Consider the boundary value problem, corresponding to the equilibrium conditions, of the baseline neoclassical (Ramsey) growth model

$ \dot k(t) =f(k(t))-(\delta+n)k(t)-c(t) \\ \dot c(t) =\frac{c(t)}{\epsilon_u(c(t))}(f'(k(t))-\delta-\rho) $

subject to $ k(t) , ~ c(t) ≥ 0 $, the initial value condition $ k(0) = k_0 > 0 $ and the transversality condition

$ \lim_{t \rightarrow \infty} \big[k(t)e^{-\int_0^t(f'(k(s))-\delta-n)ds}\big]=0 $

where

$ \epsilon_u(c(t)) \equiv - \frac{u''(c(t))~c(t)}{u'(c(t))} $

is the elasticity of marginal utility of consumption, and $ ρ > 0 $ and $ 0 < δ < 1.$ We assume that the production function $ f (·) $ satisfies $ f (0) = 0,~ f ′(k) > 0,~ f ′′(k) < 0 $ for all $ k > 0 $ (so it features diminishing marginal returns to capital), and the two Inada conditions, $ \lim_{k→0} f ′(k) = ∞ $ and $\lim_{k→∞} f ′(k) = 0 $.

Here's my attempt:

First, I linearized the two differential equations $ \dot c(t) $ and $ \dot k(t)$. Then, I did a first-order Taylor expansion around the steady-state $(k^∗, c^∗) $ which gives

$ \begin{bmatrix} \dot k(t)\\ ~ \\ \dot c(t) \end{bmatrix} \approx \begin{bmatrix} \frac{\partial \dot k(t)}{\partial k(t)} \big\rvert_{k(t) = k^*,c(t)=c^*} & \frac{\partial \dot k(t)}{\partial c(t)} \big\rvert_{k(t) = k^*,c(t)=c^*} \\ ~ \\ \frac{\partial \dot c(t)}{\partial k(t)}\big\rvert_{k(t) = k^*,c(t)=c^*} & \frac{\partial \dot c(t)}{\partial c(t)} \big\rvert_{k(t) = k^*,c(t)=c^*} \end{bmatrix} \begin{bmatrix} k(t)- k^* \\ ~ \\ c(t)- c^* \end{bmatrix} \\ ~ \\ = \begin{bmatrix} f'(k^*) - (\delta + n) & - 1 \\ ~ \\ \frac{c^*}{\epsilon_u(c^*)} f''(k^*) & \frac{1}{\epsilon_u(c^*)} \big(f'(k^*)-\delta - \rho \big) \end{bmatrix} \begin{bmatrix} k(t)- k^* \\ ~ \\ c(t)- c^* \end{bmatrix} \\ ~ \\ $

Since we know

$ \dot k(t)=0 \implies c^*=f(k^*)-(\delta+n)k^* \\ \dot c(t)=0 \implies f'(k^*)=\delta + \rho $

the linearized model simplifies to

$ \begin{bmatrix} \dot k(t)\\ ~ \\ \dot c(t) \end{bmatrix} \approx \begin{bmatrix} \rho - n & - 1 \\ ~ \\ \frac{c^*}{\epsilon_u(c^*)} f''(k^*) & 0 \end{bmatrix} \begin{bmatrix} k(t)- k^* \\ ~ \\ c(t)- c^* \end{bmatrix} \\ ~ \\ $

where $ c^*f''(k^*)/\epsilon_u(c^*) < 0$ and $\rho - n > 0$.

Then I defined

$ A \equiv \begin{bmatrix} \rho - n & - 1 \\ ~ \\ \frac{c^*}{\epsilon_u(c^*)} f''(k^*) & 0 \end{bmatrix} $

Thus, we get

$ \begin{equation} det(A) =\frac{c^*}{\epsilon_u(c^*)}f''(k^*) < 0 \\ tr(A) = \rho - n > 0 \end{equation}$

Then, the characteristic polynomial is

$ \begin{equation} det(A-\lambda I_2) = 0 \iff \lambda^2 - tr(A)\lambda + det(A) \overset{!}{=} 0 \iff \lambda^2 - (\rho-n)\lambda + \frac{c^*f''(k^*)}{\epsilon_u(c^*)} \overset{!}{=} 0 \end{equation} $

This is how far I've come.
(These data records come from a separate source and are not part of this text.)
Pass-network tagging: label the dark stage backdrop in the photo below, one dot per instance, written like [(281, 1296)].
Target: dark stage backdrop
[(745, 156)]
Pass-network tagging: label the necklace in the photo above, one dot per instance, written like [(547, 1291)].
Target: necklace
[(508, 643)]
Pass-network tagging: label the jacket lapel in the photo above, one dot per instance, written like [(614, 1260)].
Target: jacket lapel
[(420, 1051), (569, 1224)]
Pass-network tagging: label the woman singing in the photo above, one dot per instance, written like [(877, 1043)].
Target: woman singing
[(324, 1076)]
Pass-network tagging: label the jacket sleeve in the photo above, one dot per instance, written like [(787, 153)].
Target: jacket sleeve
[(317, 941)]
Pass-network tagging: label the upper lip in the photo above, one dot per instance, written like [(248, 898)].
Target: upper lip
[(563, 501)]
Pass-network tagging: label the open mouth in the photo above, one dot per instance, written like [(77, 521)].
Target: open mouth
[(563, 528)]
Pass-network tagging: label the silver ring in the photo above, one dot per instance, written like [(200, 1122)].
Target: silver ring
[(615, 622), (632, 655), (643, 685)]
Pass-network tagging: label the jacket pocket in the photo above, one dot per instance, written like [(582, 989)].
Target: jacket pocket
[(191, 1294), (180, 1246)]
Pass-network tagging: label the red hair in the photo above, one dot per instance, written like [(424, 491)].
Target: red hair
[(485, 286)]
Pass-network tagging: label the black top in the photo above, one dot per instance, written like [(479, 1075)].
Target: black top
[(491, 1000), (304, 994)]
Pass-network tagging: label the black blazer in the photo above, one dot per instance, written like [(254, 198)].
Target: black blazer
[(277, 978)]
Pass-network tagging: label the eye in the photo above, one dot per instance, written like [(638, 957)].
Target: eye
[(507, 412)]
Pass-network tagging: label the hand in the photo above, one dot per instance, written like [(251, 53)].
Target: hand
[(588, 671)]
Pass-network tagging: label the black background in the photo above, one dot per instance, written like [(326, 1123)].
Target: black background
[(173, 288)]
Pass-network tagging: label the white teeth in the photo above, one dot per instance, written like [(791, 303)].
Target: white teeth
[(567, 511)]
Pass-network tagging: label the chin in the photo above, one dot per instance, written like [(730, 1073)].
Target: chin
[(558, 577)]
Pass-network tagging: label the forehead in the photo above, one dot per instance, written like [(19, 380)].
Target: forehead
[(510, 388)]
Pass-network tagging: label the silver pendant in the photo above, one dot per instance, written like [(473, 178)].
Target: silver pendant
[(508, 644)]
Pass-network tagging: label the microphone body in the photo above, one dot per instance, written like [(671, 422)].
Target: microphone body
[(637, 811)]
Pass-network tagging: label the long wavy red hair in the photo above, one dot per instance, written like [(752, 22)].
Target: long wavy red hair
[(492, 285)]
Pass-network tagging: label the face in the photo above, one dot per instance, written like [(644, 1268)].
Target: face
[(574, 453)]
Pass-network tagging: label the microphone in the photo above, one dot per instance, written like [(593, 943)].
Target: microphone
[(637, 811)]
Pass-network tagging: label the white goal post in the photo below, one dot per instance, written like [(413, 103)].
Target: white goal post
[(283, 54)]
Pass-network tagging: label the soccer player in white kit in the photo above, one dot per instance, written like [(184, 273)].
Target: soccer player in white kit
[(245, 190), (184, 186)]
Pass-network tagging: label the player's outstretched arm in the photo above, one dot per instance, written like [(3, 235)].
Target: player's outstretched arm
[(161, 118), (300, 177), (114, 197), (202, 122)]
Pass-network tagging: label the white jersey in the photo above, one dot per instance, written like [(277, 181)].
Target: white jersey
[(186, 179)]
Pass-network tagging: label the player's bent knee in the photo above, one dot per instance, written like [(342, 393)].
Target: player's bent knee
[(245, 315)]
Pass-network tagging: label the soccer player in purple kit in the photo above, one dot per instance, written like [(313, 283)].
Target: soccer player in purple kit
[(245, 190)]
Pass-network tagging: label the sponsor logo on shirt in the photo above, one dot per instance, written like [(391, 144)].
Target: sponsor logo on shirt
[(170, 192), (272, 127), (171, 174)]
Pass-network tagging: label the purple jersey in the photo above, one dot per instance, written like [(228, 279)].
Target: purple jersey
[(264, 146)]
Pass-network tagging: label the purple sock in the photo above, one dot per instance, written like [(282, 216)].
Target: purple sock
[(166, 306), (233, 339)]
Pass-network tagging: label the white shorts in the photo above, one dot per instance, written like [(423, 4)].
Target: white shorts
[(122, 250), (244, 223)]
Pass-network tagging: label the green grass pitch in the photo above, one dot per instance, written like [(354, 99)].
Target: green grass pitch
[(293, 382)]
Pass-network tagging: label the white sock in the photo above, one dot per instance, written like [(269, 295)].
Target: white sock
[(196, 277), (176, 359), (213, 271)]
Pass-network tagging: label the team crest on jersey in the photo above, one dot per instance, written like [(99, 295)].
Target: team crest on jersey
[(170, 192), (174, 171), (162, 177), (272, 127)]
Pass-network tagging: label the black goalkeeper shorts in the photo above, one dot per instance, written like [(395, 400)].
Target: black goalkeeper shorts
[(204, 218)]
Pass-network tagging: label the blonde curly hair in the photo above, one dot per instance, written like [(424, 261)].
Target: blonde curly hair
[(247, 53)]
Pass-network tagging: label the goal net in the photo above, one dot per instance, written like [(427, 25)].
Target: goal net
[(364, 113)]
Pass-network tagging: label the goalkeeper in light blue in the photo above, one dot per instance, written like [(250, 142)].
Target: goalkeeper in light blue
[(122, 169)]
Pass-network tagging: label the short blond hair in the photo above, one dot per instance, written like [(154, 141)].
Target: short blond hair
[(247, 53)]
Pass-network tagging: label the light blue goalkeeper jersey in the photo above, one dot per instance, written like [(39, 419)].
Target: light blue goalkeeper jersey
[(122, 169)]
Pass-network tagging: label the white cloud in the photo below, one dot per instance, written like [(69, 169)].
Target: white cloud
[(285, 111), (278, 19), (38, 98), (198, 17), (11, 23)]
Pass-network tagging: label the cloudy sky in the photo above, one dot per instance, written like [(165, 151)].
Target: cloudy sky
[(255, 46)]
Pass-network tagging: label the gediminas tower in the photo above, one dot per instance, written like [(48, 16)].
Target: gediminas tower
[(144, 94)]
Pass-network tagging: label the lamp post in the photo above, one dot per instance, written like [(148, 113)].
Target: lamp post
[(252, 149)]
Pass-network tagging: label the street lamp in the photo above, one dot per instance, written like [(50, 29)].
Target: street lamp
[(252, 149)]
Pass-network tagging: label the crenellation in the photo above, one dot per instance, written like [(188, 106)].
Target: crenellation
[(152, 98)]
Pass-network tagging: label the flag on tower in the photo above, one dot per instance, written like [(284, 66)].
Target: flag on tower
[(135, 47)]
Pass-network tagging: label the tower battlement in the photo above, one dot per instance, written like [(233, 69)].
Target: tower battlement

The next step would be to compute the eigenvalues $λ_{1,2}$ and the eigenvectors $V_1,~V_2$. We were told that if $ tr(A) = λ_1 + λ_2 > 0 $, then the system is unstable. The general solution of the linearized system should look like this

$ \begin{equation} \begin{bmatrix} k(t)\\c(t) \end{bmatrix} = \begin{bmatrix} k^*\\ c^* \end{bmatrix} + \gamma_1 ~ e^{\lambda_1 t} ~V_1 + \gamma_2 ~ e^{\lambda_2 t} ~ V_2 \end{equation}$

(cf. Simon, Blume), where $\lambda_1,~ \lambda_2$ are the coefficients of the roots $λ_1,~ λ_2$. We were also told the following:

"Recall that the goal was to solve the system of the two differential equations in the neighborhood of the steady-state. If the eigenvalues of $A$ are smaller than one in absolute values, the system is (globally) asymptotically stable. If, on the other hand, all eigenvalues of $A$ are greater than one in absolute values, the system can be thought of as “completely unstable,” since all trajectories explode when they start from an initial position other than the steady-state itself. The interesting case occurs when, as here, some of the eigenvalues of $A$ are greater and some are smaller than one in absolute values. In order for the system to be saddle-path stable, we require $|λ_1| > 1$ and $|λ_2| < 1$. That means there exist solution trajectories that, starting arbitrarily close to the steady-state, get arbitrarily far from it as time goes to infinity. However, there exists a region such that any trajectory that starts in the region (or is found in this region at some point in time) converges to the steady-state. In that case the trajectory remains inside this region while converging to the steady-state.

In case of $|λ_2| < 1$, the saddle-path will correspond to the eigenvector $V_2$ associated with $λ_2$, allowing us to ignore the unstable path corresponding to the eigenvector associated with $λ_1$. This means that the coefficient $γ_1$ of the explosive (unstable) root, namely $|λ_1| > 1$, must be set to $γ_1 = 0$."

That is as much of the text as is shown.